I should keep track of what Python packages I install through pip

June 28, 2021

These days I'm increasingly making use of installing Python packages through pip, whether this is into a PyPy environment or with 'pip install --user' for things like python-lsp-server. Having done this for a while, complete with trying to keep up with potential package upgrades, I've come to the conclusion that I should explicitly keep track of what packages I install, recording this in some place I can find it again.

There are two problems (or issues) that push me to this. The first is that as far as I know, Pip doesn't keep track of a distinction between packages that you've asked it to install and the dependencies of those packages. All of the packages show up in 'pip list', and any can show up in 'pip list --outdated'. My understanding is that in the normal, expected use of Pip you'll keep track of this in your project in a requirements file, then use that to build the project's virtualenv. This is not really the model of installing commands, especially commands like python-lsp-server that have install time options.

The second issue is that Pip installed packages are implicitly for a specific version of Python. If you rely on the system Python (instead of your own version) and that version gets upgraded, suddenly 'pip list' will report nothing (and you will in fact have no packages available). At this point you need to somehow recover the list of installed packages and re-install all of them (unless you resort to unclean hacks). Explicitly keeping track of this list in advance is easier than having to dig it out at the time.

Having an explicit list helps in other situations. Perhaps you started out installing all of your tools under CPython, but now you want to see how well they'll work under PyPy. Perhaps you're building a new PyPy based environment with a new version of PyPy and want to start over from scratch. Perhaps you think package versions and dependencies have gotten snarled and you're carrying surplus packages, so you want to delete everything and start over from scratch.
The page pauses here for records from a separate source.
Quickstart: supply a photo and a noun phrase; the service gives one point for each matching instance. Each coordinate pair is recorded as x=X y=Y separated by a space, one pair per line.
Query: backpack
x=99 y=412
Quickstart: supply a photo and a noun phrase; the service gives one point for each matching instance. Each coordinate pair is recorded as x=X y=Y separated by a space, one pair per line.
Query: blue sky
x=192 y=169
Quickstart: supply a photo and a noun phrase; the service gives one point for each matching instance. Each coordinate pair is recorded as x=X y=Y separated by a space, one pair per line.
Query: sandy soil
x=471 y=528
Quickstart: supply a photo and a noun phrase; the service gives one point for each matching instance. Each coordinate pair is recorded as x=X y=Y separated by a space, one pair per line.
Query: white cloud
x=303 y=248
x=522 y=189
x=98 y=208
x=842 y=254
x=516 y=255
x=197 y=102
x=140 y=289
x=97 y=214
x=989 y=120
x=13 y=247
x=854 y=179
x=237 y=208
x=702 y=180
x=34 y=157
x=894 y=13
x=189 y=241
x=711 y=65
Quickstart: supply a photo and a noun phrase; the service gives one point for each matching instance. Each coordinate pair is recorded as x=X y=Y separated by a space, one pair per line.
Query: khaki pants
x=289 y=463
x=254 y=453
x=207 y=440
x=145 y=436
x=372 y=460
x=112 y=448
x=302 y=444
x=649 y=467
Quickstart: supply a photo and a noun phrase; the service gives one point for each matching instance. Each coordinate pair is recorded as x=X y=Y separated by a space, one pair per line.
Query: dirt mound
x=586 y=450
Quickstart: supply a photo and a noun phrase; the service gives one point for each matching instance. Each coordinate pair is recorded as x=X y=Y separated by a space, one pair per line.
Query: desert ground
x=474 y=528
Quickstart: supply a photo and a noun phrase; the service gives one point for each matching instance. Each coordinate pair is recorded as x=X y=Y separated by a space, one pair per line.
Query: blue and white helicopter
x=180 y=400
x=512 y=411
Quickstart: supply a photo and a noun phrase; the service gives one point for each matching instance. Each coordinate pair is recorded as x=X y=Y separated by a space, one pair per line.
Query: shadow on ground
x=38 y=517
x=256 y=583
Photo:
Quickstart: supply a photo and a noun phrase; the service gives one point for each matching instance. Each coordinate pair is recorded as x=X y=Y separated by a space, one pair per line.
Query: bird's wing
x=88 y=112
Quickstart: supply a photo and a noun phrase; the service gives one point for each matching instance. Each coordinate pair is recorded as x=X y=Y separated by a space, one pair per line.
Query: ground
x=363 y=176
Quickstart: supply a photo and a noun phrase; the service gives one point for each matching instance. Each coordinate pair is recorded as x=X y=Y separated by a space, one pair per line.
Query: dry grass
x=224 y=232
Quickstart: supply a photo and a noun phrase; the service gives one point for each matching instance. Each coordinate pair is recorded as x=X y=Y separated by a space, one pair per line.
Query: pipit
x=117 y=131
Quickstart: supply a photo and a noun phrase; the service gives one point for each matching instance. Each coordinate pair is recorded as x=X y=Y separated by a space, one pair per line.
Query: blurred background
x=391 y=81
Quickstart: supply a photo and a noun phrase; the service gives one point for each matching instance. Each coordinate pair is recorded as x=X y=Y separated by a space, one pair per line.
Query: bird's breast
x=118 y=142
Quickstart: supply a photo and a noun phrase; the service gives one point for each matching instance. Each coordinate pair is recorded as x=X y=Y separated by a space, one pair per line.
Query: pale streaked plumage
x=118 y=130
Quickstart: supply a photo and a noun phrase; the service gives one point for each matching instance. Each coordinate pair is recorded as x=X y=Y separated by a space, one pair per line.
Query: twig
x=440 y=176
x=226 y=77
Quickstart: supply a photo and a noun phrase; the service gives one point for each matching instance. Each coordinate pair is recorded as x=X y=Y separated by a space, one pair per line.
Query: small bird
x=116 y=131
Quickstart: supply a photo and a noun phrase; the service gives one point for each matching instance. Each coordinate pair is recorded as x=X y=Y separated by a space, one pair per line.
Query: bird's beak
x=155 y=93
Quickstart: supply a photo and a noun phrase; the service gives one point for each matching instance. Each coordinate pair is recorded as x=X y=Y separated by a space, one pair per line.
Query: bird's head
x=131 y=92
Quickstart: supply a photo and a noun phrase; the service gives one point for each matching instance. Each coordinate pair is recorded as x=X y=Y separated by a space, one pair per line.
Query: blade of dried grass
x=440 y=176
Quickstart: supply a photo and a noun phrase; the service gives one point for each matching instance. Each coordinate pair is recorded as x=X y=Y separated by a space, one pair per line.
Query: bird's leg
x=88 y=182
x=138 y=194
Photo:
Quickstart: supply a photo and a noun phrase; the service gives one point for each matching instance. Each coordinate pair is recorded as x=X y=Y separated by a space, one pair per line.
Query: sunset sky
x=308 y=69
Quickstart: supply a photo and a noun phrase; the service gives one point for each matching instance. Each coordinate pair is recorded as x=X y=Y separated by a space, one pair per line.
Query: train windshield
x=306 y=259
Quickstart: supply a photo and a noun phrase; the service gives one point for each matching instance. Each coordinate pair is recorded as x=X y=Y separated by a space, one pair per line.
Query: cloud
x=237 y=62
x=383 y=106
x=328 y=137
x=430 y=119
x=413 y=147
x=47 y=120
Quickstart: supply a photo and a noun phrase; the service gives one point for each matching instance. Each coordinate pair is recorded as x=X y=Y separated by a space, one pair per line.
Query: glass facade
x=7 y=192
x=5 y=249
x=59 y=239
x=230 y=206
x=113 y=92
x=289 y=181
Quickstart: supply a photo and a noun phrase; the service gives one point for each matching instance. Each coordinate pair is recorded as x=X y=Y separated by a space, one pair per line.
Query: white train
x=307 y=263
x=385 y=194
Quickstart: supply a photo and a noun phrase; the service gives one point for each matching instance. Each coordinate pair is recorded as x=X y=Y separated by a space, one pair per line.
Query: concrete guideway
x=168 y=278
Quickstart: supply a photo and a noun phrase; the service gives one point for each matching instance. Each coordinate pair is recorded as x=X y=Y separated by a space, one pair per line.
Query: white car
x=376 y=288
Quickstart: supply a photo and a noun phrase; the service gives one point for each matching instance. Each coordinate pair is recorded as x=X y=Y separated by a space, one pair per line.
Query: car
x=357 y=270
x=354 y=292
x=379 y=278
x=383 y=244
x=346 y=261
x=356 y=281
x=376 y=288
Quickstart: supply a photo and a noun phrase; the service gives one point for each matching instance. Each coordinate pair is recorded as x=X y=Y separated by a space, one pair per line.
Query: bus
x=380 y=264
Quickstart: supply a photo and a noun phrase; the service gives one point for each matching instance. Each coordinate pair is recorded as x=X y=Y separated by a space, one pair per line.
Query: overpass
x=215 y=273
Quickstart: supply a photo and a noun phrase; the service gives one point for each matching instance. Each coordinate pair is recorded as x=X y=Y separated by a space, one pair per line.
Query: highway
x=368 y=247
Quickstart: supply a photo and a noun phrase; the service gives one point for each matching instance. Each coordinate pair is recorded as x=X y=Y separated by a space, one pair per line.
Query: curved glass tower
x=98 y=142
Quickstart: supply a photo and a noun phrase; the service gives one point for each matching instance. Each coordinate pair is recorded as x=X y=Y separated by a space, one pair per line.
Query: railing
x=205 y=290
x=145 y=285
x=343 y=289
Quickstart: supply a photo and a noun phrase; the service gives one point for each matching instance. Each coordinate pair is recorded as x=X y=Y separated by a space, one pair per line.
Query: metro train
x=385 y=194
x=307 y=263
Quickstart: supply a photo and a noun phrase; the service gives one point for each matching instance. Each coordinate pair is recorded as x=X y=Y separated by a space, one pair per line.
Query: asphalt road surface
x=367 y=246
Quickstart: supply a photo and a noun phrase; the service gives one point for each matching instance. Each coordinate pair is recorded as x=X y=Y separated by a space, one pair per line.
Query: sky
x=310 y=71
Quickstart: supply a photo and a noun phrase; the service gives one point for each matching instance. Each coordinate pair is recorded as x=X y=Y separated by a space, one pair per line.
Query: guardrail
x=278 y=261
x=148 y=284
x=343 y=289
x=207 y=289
(Starting over from scratch can also be the easiest way to get the best version of dependencies, since the packages you're directly installing may have maximum version constraints that will trip you up if you just directly 'pip install --upgrade ...' dependencies.)

PS: Possibly there's ways to do all of this with Pip today, especially things like 'upgrade this and all of its dependencies to the most recent versions that are acceptable'. I'm not well versed in Pip, since mostly I use it as a program installer.

Comments on this page:

By Eldad at 2021-06-28 05:08:11:

There is a nice tool to scratch at least one of the itches you described here, it's called pipx:


From the description: "pip is a general-purpose package installer for both libraries and apps with no environment isolation. pipx is made specifically for application installation, as it adds isolation yet still makes the apps available in your shell: pipx creates an isolated environment for each application and its associated packages."

Anything you install with pipx can be later upgraded with a simple "pipx upgrade-all", while "pipx list" will show you what you have installed and it has some other nice features too.

By John Wiersba at 2021-06-28 13:39:38:

Chris, I believe that if you use system python (or any other similar language like perl), then current best practice is not to use pip, but instead to use your system package manager to install additional packages. If instead, you're installing into a virtual environment, then you use pip install --user. This will solve your "second issue".

By ckester at 2021-06-28 14:47:33:

What's the best practice when the program or version of it that you need isn't available yet via the system's package manager?

By cks at 2021-06-28 15:28:04:

The theoretical best practice is to build a separate virtualenv for each program you want to install. I believe that pipx automates this, based on its description (thanks Eldad for mentioning it). But without automation this is a lot of work, so the practical 'best practice' is to use 'pip install --user', which (on Unix systems) installs it to $HOME/.local/bin and $HOME/.local in general.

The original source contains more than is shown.